We decided against a stop at a saddlery to buy me the riding gloves I had forgotten and went straight to the Crowne Plaza, Heathrow where we had booked one night’s stay.  Made it OK and Tim parked in the car park with the engine running while I checked in.  The guy who was coming to collect the car for scrap didn’t turn up – who can blame him?!  Tim rang round & managed to find a scrap yard nearby and set off to get rid of the Polo.

Tim broke down 5 minutes up the road and thankfully still had his AA membership so waited an hour in the car in the lovely cold weather for them to restart the car & set him on his way to the scrap yard.

All worked out well in the end and as the previous entry shows we have made it back to Outer Mongolia.  Much has changed since our last visit here in 2006. There are veggie restaurants for a start, which is where we had our first meal. Nice for me (had a lovely meal of seitan and mashed potato; really I enjoyed it), not so good for Tim so agreed to take turns in choosing where we eat.
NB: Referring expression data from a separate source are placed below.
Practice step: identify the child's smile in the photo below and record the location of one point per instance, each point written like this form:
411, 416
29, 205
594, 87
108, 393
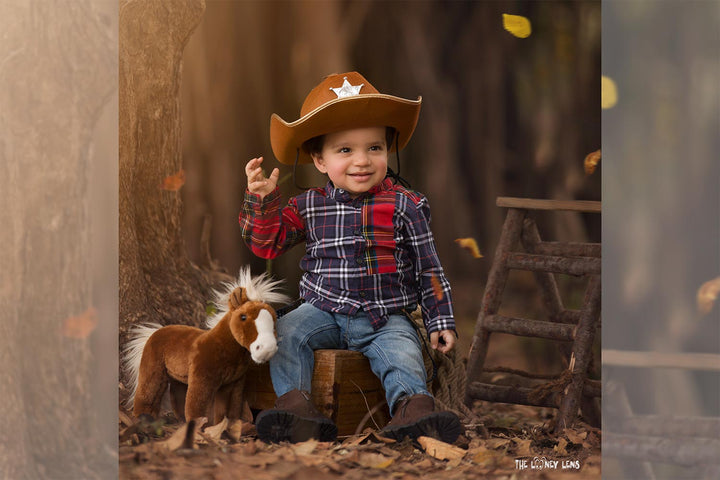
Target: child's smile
355, 160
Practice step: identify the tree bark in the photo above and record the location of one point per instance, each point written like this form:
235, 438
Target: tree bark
54, 83
157, 280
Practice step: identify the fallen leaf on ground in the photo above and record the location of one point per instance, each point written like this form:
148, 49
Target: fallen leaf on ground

Lotus Guesthouse is clean, warmish (our room is chilly but we have down sleeping bags to use as extra covers).  The bathroom has two loos & two showers and is a mixed bathroom.  The showers are super fancy with all sorts of different jets (none of which work) and an inbuilt entertainment system (a radio that doesn’t work).  The toilets are unusual in that they are so far forward you cannot sit on them normally and shut the door.  One has to turn sideways.

Pictures to follow of the guesthouse once Tim wakes up & helps me.  It is 15:15 here and he is still sleeping.

We have found out there is a place one can go to drive a tank, shoot a few rounds from an AK47 and fire rockets.  Prices are reasonable and it sounds fun.  It isn’t open until May so will keep you posted.

Photo of Sam practising her horse riding technique.



Well, we finally landed in Ulaanbaatar after a million hours on board various Turkish Airlines torture wagons.  UB is just as sunny as we remember it and ironically, probably slightly warmer than UK right now at at a crisp 0 degrees Celsius.  We have checked into Lotus Guesthouse and right now we’re enjoying an intriguingly blue (?) glass of lemonade.  Next stop is some much needed sleep.